Not surprisingly, the smartphone may also be changing the relationship between the shopper and in-store service. For instance, in the appliances category, 55% of smartphone shoppers say they have used their device in-store rather than consult a salesperson -- and even in the baby care and household care categories, 40% and 39%, respectively, say they have used devices to circumvent the help.

Principal in-store mobile use does shift according to category. While price comparisons were important to only 36% of grocery shoppers and 44% of apparel shoppers, finding the best price was important to 74% who were shopping in the appliances category, 70% in electronics, and even 62% in baby care.

Indeed, there is an important diversity in use cases and functionality according to category. For instance, in the electronics segment, 70% of mobile shoppers are checking price, 51% are just browsing products, 45% are looking for product reviews, 45% are looking for hours, 42% are looking up product information, 42% are finding locations and directions, 40% are hunting for promotional offers, 35% are finding where products are sold, and 32% are checking store availability of products.

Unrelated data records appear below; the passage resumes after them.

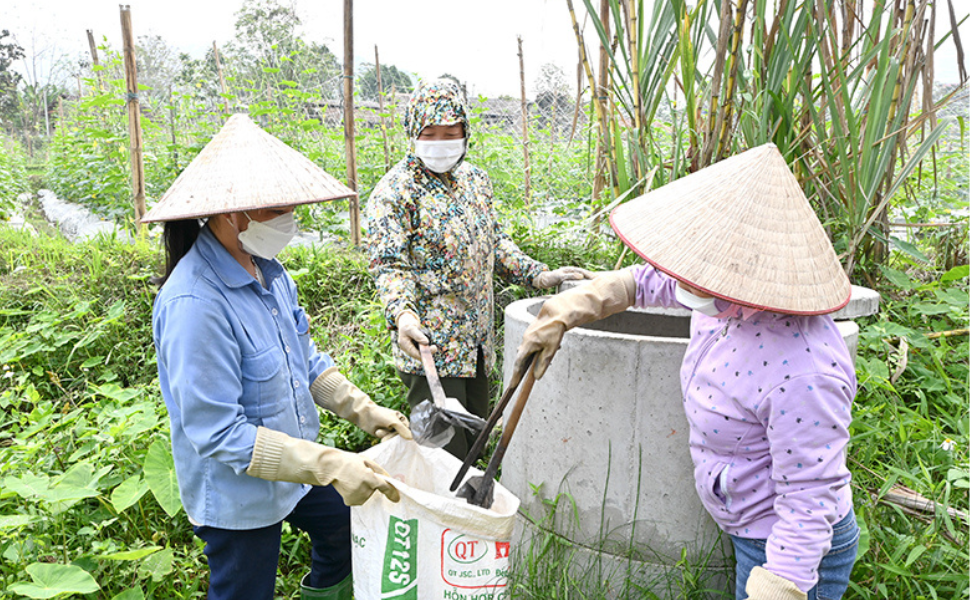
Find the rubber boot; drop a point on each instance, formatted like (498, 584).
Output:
(341, 591)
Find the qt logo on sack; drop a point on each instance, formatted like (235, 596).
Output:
(401, 560)
(473, 565)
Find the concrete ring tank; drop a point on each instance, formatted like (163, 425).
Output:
(606, 424)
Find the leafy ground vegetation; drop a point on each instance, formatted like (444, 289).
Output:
(88, 501)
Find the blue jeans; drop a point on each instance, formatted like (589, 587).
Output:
(833, 572)
(242, 563)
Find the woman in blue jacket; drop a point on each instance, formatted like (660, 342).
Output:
(241, 377)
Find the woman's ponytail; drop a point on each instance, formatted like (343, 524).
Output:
(179, 237)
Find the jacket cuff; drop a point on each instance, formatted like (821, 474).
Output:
(325, 385)
(267, 453)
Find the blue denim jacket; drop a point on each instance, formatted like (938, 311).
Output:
(233, 355)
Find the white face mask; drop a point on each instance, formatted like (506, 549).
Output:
(695, 302)
(440, 156)
(266, 239)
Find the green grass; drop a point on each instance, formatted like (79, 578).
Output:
(84, 432)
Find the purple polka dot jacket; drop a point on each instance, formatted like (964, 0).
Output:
(769, 403)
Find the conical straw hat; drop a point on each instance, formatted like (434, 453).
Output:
(245, 168)
(742, 230)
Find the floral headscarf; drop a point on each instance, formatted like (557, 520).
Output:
(437, 102)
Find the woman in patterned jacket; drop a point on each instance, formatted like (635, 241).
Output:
(434, 246)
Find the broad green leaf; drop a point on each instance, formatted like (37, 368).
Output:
(897, 278)
(925, 308)
(28, 486)
(160, 474)
(956, 273)
(15, 521)
(134, 593)
(138, 554)
(116, 392)
(128, 493)
(910, 249)
(52, 580)
(158, 565)
(914, 554)
(92, 362)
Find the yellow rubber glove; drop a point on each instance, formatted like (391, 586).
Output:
(334, 392)
(548, 279)
(607, 294)
(765, 585)
(279, 457)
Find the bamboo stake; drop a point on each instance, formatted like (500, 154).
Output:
(728, 105)
(134, 116)
(380, 105)
(632, 41)
(94, 59)
(350, 147)
(579, 99)
(961, 64)
(714, 114)
(603, 148)
(597, 104)
(222, 80)
(525, 127)
(175, 148)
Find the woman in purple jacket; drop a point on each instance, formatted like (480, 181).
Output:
(767, 379)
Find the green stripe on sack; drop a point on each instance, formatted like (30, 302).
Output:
(400, 575)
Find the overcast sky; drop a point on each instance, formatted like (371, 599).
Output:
(474, 40)
(477, 45)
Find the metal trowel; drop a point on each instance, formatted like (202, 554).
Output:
(433, 421)
(478, 490)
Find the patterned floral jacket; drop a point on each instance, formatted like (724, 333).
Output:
(434, 246)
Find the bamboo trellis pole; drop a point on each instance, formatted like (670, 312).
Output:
(94, 59)
(579, 99)
(600, 91)
(632, 40)
(728, 104)
(714, 114)
(380, 106)
(597, 102)
(134, 116)
(525, 126)
(350, 147)
(222, 79)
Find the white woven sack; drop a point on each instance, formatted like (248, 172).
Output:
(431, 545)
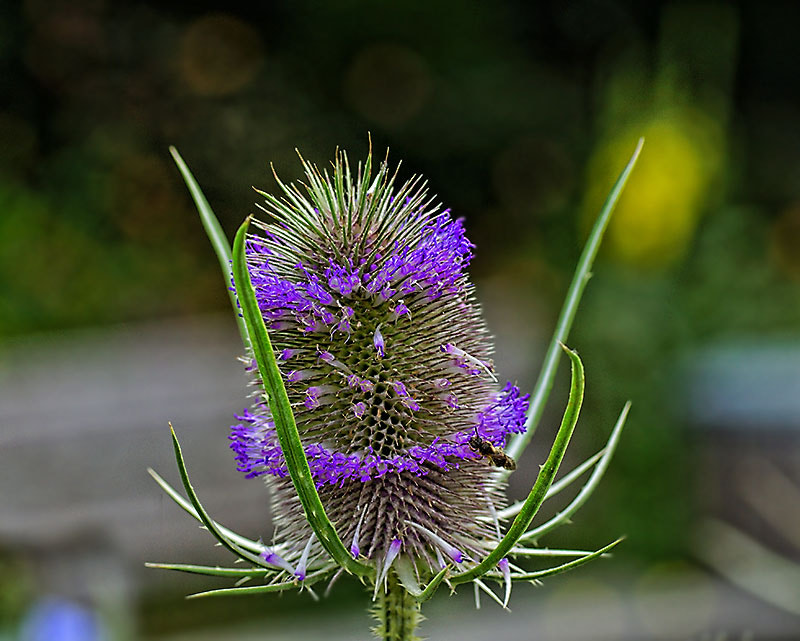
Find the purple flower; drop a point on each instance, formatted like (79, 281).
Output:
(387, 363)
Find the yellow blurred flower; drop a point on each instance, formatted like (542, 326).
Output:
(658, 213)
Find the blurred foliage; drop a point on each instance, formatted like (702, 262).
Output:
(500, 105)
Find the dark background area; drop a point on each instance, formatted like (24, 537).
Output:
(520, 115)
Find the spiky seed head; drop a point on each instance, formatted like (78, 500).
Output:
(386, 359)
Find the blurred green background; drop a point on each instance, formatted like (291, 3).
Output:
(520, 115)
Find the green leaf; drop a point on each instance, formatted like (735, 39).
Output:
(532, 576)
(586, 491)
(258, 589)
(544, 383)
(210, 570)
(562, 483)
(247, 544)
(206, 520)
(215, 234)
(543, 481)
(285, 425)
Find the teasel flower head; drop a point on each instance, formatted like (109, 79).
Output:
(376, 417)
(386, 359)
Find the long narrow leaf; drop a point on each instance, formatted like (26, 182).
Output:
(285, 425)
(247, 544)
(215, 234)
(259, 589)
(209, 570)
(206, 520)
(543, 481)
(532, 576)
(586, 490)
(561, 484)
(544, 383)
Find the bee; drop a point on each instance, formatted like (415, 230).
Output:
(493, 454)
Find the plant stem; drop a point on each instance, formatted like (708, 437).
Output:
(398, 613)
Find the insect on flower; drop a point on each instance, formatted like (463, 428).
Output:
(382, 406)
(495, 455)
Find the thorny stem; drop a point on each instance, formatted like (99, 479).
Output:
(397, 611)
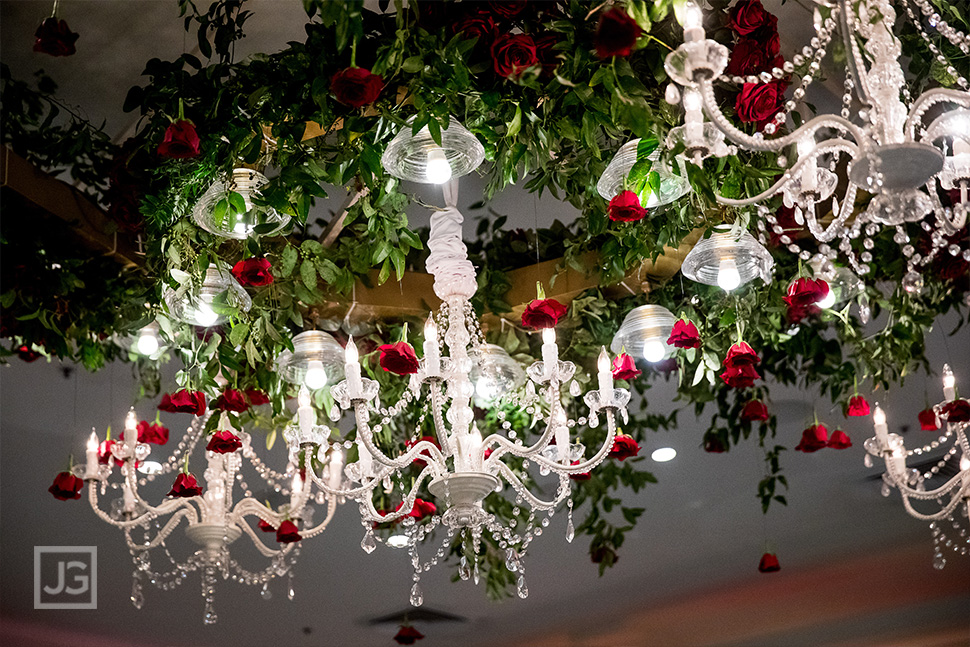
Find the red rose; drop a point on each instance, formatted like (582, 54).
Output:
(513, 54)
(230, 400)
(287, 533)
(55, 38)
(739, 355)
(758, 102)
(616, 33)
(624, 447)
(624, 368)
(684, 335)
(741, 377)
(748, 16)
(223, 442)
(180, 142)
(769, 563)
(256, 397)
(407, 635)
(356, 87)
(185, 486)
(839, 440)
(398, 358)
(66, 486)
(253, 272)
(857, 406)
(625, 207)
(957, 411)
(183, 401)
(813, 439)
(543, 313)
(755, 410)
(928, 420)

Compare this to the use of mobile phones in shopping for household care products -- where 58% are looking for price comparisons, 41% for location or directions, 36% are simply browsing on their phones, 34% are looking for promotional offers, and 32% are looking for product information. Clearly, shoppers who are hunting for various segments are in fact also using mobile differently and in different modes that require sometimes vastly different feature sets.

Google is happy to emphasize that 82% of people who are researching products in-store say they are starting with a search engine over other sources, such as store Web sites (62%), brand Web sites (50%), store apps (21%), and deal Web sites (20%). And by a 65% to 35% margin, mobile shoppers in-store say they prefer using mobile sites over apps.

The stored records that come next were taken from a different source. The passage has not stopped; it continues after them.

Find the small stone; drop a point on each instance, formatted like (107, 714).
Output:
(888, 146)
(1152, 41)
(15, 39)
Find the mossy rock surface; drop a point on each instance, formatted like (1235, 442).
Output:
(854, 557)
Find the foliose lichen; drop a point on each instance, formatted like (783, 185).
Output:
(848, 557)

The survey was conducted in the fourth quarter of 2012 among 1507 smartphone owners who use their devices for shopping. To be sure, it is not surprising that a Google-sponsored study tends to find and emphasize the importance of mobile search and mobile Web to the shopping experience. Actually, I am struck by the relatively high share of people who actually are using branded store apps, considering that this indicates some degree of brand awareness and loyalty to begin with. And most retailers of some mobile maturity understand that the audiences and use cases are somewhat different between the mobile Web, which is more about discovery, and branded apps, which will focus on the brand loyalists were drilling very deep in their research.

Nevertheless, there is an interesting divide suggested here between a mobile Web that Google is suggesting to be more of a reflex for shoppers and simply to have a greater power for discovery versus the more closed system represented by the mobile app. And it almost goes without saying that Google is not asking the question about which mobile operating system -- Android or iOS -- predominates.

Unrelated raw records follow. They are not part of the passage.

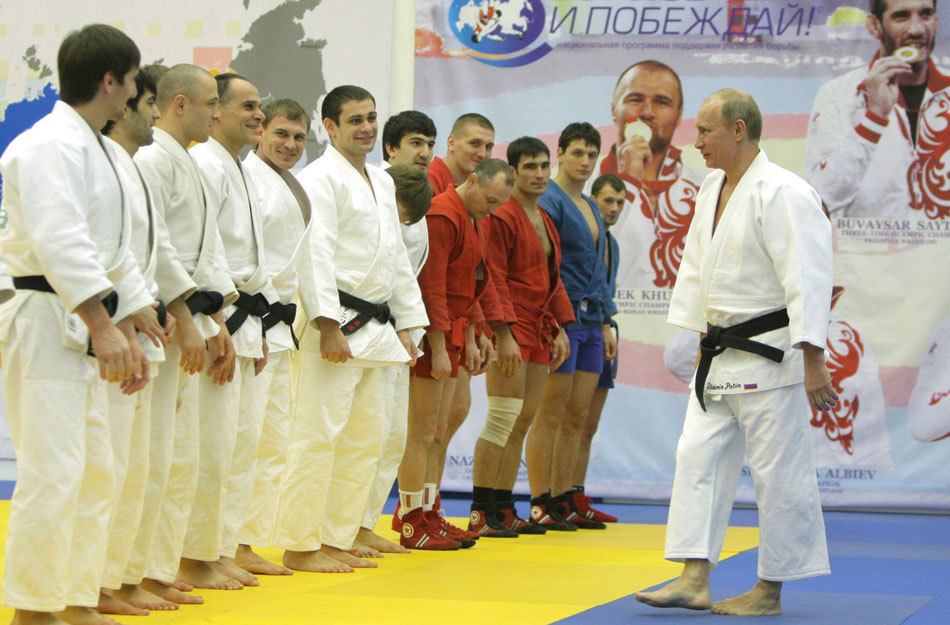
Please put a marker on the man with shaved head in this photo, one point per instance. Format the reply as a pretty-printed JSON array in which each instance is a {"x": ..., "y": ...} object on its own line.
[
  {"x": 759, "y": 294},
  {"x": 647, "y": 107},
  {"x": 188, "y": 101},
  {"x": 230, "y": 414}
]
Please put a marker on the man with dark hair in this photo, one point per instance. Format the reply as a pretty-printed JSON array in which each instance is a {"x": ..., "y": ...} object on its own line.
[
  {"x": 876, "y": 146},
  {"x": 759, "y": 294},
  {"x": 361, "y": 301},
  {"x": 647, "y": 107},
  {"x": 609, "y": 192},
  {"x": 285, "y": 212},
  {"x": 413, "y": 197},
  {"x": 524, "y": 258},
  {"x": 78, "y": 290},
  {"x": 230, "y": 414},
  {"x": 469, "y": 143},
  {"x": 555, "y": 435},
  {"x": 130, "y": 417},
  {"x": 188, "y": 101},
  {"x": 453, "y": 281},
  {"x": 408, "y": 138}
]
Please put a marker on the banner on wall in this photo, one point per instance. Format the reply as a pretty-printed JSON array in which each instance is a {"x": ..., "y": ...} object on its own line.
[
  {"x": 533, "y": 66},
  {"x": 296, "y": 49}
]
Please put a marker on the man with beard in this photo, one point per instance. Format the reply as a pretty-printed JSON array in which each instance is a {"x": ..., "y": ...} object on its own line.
[
  {"x": 661, "y": 190},
  {"x": 875, "y": 141}
]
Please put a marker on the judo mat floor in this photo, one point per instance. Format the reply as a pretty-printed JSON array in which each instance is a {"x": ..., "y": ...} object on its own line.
[{"x": 886, "y": 569}]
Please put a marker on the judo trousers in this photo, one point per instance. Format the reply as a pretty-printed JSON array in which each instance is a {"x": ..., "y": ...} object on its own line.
[
  {"x": 129, "y": 419},
  {"x": 271, "y": 452},
  {"x": 243, "y": 469},
  {"x": 218, "y": 416},
  {"x": 771, "y": 429},
  {"x": 62, "y": 504},
  {"x": 335, "y": 447},
  {"x": 395, "y": 431},
  {"x": 173, "y": 473}
]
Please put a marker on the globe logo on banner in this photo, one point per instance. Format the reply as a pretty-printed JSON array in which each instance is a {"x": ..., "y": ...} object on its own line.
[{"x": 503, "y": 33}]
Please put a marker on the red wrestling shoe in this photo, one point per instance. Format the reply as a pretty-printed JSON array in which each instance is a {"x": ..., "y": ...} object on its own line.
[
  {"x": 417, "y": 534},
  {"x": 397, "y": 518},
  {"x": 484, "y": 522},
  {"x": 507, "y": 515},
  {"x": 582, "y": 504},
  {"x": 439, "y": 525}
]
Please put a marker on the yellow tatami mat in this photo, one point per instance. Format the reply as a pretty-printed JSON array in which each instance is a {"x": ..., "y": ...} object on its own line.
[{"x": 526, "y": 580}]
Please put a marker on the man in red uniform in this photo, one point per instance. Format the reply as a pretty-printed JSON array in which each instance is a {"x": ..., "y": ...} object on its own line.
[
  {"x": 524, "y": 260},
  {"x": 469, "y": 143},
  {"x": 453, "y": 280}
]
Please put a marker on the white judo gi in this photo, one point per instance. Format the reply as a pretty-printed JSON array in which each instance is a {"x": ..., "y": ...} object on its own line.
[
  {"x": 180, "y": 209},
  {"x": 130, "y": 416},
  {"x": 355, "y": 246},
  {"x": 770, "y": 250},
  {"x": 63, "y": 204},
  {"x": 864, "y": 165},
  {"x": 285, "y": 210},
  {"x": 928, "y": 409},
  {"x": 416, "y": 238},
  {"x": 231, "y": 415}
]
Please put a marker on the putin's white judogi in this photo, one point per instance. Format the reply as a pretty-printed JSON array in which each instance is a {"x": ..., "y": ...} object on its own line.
[
  {"x": 285, "y": 210},
  {"x": 416, "y": 238},
  {"x": 231, "y": 413},
  {"x": 355, "y": 246},
  {"x": 63, "y": 204},
  {"x": 771, "y": 250},
  {"x": 180, "y": 209},
  {"x": 130, "y": 416}
]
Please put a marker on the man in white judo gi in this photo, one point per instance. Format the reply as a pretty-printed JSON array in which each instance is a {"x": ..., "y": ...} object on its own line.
[
  {"x": 65, "y": 240},
  {"x": 231, "y": 415},
  {"x": 285, "y": 210},
  {"x": 756, "y": 281},
  {"x": 188, "y": 102},
  {"x": 876, "y": 141},
  {"x": 355, "y": 274},
  {"x": 130, "y": 417}
]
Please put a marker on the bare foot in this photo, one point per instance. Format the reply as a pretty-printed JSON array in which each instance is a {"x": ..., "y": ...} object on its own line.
[
  {"x": 764, "y": 598},
  {"x": 346, "y": 558},
  {"x": 141, "y": 598},
  {"x": 377, "y": 542},
  {"x": 110, "y": 605},
  {"x": 364, "y": 551},
  {"x": 169, "y": 592},
  {"x": 201, "y": 574},
  {"x": 227, "y": 566},
  {"x": 680, "y": 593},
  {"x": 29, "y": 617},
  {"x": 314, "y": 562},
  {"x": 251, "y": 562},
  {"x": 76, "y": 615}
]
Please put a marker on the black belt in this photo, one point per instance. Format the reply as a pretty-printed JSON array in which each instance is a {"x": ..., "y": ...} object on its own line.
[
  {"x": 282, "y": 313},
  {"x": 205, "y": 302},
  {"x": 366, "y": 311},
  {"x": 247, "y": 305},
  {"x": 39, "y": 283},
  {"x": 717, "y": 339}
]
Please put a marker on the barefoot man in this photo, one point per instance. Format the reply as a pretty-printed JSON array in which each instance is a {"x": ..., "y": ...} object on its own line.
[
  {"x": 755, "y": 282},
  {"x": 361, "y": 300},
  {"x": 286, "y": 218}
]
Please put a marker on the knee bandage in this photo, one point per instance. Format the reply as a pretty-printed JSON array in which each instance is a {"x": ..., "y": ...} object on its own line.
[{"x": 502, "y": 414}]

And it is also important to emphasize that the overwhelming majority of those defined in this study as “mobile shoppers” have said simply that they have used the smartphone to help with shopping at least once a month. Only 17% are admitting to making a weekly habit of it. What percentage of people you think would say that they search at least once a week on the desktop browser about a product or store? As with any emerging media activity, it is the transition from fascination to ritual and habitual use that really makes the biggest difference.